In the Mix: Pollution Remediation and Prevention in Groundwater Systems
There is an old adage in real estate that identifies the most important thing in purchasing a home or business: “Location. Location. Location.” The same can be said of global groundwater supplies in that the location of the water, as well as the interaction of chemical species located within the water, affect its potability. Of course, remediating a specific hydrologic system is not as simple as moving across town. It involves understanding how different solids and liquids react when they come into contact with one another as they flow through the Earth’s subsurface and how that mix drives chemical reactions.
Whether speaking of a single homeowner, a community, or an entire country, the availability of clean water impacts quality of life. However, anything that comes in contact with the water can affect its quality — from the millimeter scale as water moves through complex porous architectures in the Earth’s subsurface through the kilometer scale, which makes up entire aquifers. Mixing, the process that dilutes solutes in a fluid or at the very least dissipates them throughout the fluid and allows them to be transported across a greater volume of the water’s flow field, also brings them into contact with a range of other chemical species within the water. How these species react to one another is controlled by the mixing process, which is influenced by the variety of species themselves, the velocity of the flow of the system, as well as the location of the hydrologic system in general.
In a project funded by the National Science Foundation’s Early Career Development program, Diogo Bolster, assistant professor of civil & environmental engineering & earth sciences, is developing an improved framework of how mixing affects the dilution, reaction, and transport of materials and pollutants in the environment. This is critical as studies by the National Research Council confirm that current remediation strategies fail to adequately remediate polluted sites as much as 90 percent of the time. The challenge is not that engineers and scientists do not understand general mixing and chemical reactions on the local scale in a well-mixed, controlled reactor; that is much easier to predict. Rather it is that real environmental systems are complex: nothing in the real world is uniform and homogeneous. Physical and chemical heterogenity, uibiquitous in the natural environment, changes mixing and reaction patterns. Thus, they exhibit atypical behaviors that are not consistent with observations from controlled homogeneous lab experiments, including turbulent environmental flows, sediment transport, and irreversible biomolecular reactions.
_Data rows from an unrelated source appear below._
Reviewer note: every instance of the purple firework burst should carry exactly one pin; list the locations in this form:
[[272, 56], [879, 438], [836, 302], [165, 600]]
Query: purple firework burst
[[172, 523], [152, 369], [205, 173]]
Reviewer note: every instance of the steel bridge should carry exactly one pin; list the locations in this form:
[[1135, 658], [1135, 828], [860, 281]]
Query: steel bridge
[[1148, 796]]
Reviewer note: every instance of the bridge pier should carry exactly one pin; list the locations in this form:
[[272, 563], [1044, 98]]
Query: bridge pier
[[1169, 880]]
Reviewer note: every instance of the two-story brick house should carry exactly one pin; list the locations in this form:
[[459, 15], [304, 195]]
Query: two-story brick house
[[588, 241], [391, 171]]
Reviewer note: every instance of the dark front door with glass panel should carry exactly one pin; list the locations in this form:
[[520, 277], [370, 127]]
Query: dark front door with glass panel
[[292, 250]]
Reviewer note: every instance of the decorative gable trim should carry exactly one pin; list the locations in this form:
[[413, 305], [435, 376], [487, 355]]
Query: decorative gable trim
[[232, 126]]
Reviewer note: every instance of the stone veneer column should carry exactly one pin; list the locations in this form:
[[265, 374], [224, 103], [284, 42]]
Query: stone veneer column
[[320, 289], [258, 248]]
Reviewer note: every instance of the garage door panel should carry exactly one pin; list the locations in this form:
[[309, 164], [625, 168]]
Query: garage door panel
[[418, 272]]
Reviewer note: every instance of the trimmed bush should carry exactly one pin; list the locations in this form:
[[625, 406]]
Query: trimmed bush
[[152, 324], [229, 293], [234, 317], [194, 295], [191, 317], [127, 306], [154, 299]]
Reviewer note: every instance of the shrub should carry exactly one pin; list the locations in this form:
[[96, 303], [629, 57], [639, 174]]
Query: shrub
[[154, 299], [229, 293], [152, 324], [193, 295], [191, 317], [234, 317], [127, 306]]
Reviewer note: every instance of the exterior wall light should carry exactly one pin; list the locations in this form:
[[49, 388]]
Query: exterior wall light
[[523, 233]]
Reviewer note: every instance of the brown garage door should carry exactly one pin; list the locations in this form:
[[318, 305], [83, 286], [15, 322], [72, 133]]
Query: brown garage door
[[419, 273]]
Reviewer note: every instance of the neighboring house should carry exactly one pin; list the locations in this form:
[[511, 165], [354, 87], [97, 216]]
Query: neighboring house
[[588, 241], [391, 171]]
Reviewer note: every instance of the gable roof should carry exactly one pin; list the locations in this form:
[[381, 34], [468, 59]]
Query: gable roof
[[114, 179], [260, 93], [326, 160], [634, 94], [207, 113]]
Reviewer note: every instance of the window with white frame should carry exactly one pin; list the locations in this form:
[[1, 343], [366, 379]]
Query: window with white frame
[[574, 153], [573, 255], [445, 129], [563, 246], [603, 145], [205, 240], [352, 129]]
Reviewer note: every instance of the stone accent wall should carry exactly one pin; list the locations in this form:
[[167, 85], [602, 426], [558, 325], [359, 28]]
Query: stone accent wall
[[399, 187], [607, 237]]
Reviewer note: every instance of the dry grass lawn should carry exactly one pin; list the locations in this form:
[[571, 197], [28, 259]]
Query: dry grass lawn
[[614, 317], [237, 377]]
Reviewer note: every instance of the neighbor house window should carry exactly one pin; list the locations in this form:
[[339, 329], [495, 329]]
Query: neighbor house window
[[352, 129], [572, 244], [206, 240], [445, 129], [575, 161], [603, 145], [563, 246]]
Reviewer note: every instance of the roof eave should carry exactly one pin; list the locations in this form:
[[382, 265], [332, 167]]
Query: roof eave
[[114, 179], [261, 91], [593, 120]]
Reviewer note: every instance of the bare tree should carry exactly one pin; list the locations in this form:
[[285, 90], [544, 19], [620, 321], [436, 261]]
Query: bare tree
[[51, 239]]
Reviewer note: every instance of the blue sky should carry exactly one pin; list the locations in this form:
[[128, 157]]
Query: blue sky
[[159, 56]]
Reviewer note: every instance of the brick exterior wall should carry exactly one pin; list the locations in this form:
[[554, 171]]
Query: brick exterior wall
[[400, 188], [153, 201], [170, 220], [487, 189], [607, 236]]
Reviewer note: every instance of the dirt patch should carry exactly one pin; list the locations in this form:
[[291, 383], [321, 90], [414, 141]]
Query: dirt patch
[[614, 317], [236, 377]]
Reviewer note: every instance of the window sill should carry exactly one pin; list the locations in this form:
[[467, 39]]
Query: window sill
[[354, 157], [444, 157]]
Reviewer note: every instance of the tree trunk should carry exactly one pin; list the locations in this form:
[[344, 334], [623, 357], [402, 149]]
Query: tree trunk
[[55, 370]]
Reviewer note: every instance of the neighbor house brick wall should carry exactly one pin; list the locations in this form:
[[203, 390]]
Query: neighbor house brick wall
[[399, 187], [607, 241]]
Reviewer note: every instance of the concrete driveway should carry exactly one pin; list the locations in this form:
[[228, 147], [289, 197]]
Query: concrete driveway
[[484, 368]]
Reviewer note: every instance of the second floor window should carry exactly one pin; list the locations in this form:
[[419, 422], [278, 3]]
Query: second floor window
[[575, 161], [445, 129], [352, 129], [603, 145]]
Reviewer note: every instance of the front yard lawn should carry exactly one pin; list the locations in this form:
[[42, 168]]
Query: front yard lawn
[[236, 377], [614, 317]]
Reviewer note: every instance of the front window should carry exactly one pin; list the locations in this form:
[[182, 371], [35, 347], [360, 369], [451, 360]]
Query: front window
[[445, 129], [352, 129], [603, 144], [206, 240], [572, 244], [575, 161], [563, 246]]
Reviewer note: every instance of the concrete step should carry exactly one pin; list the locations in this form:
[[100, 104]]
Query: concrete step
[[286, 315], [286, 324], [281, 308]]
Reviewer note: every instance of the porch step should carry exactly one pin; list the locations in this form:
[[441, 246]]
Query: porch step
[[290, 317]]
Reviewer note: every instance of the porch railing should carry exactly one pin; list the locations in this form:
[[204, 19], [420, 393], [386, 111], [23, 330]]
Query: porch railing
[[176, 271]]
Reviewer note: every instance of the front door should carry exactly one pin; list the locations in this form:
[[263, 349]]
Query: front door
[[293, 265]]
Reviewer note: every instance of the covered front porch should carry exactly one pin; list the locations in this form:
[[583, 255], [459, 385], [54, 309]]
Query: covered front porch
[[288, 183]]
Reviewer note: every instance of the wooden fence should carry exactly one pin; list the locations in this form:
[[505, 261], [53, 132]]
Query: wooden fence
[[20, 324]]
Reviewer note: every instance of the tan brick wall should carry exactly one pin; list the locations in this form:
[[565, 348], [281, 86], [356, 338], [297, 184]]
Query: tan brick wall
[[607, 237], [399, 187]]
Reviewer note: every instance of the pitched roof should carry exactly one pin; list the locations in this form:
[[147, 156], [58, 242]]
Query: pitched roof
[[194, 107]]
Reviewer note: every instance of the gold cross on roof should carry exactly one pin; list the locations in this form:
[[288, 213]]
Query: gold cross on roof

Using a variety of synthetic and realistic small-scale pore structures, as well as large-scale configurations, Bolster and his team are conducting computational experiments to validate their findings from the data they obtained in previous project, which were focused on mixing and mixing-driven phenomena. The information they glean could assist in the development of additional tools to assess and design improved protection strategies for water resources not yet compromised as well as new remediation strategies for already affected areas. The information will also be used to develop educational applications for K-12 educational applications and an openly shared online video resource to help generate a broader, public understanding of groundwater and contamination processes.
Paster, A.; Bolster, D.; and Benson, D.A., “Connecting the Dots: Semi-analytical and Random Walk Numerical Solutions of the Diffusion-Reaction Equation with Stochastic Initial Conditions,” Journal of Computational Physics, 2014, 263, 91-112.
Ding, D.; Benson, D. A.; Paster, A.; and Bolster, D., “Modeling Biomolecular Reactions and Transport in Porous Media via Particle Tracking,” Advances in Water Resources, 2012, 53, 56-65.
Castro, E.; Fernandez-Garcia, D.; Carrera, J.; and Bolster, D., “Visualization of Mixing Processes in a Heterogeneous Sand Box Aquifer,” Environmental Science and Technology, 2012, 46, 6, 3228-3235.
Bolster, D.; deAnna, P.; Benson, D. A.; and Tartakovsky, D.M., “Incomplete Mixing and Reactions with Fractional Dispersion,” Advances in Water Resources, 2012, 37, 86-93.
Bolster, D.; Barahona, M.; Dentz, M.; Fernandez-Garcia, D.; Sanchez-Villa, X.; Trichero, P.; Valhondo, C.; and Tartakovsky, D.M., “Probabilistic Risk Assessment Applied to Contamination Scenarios in Porous Media,” Water Resources Research, 2009, 45, 6, W06413, doi:10.1029/2008WR007551.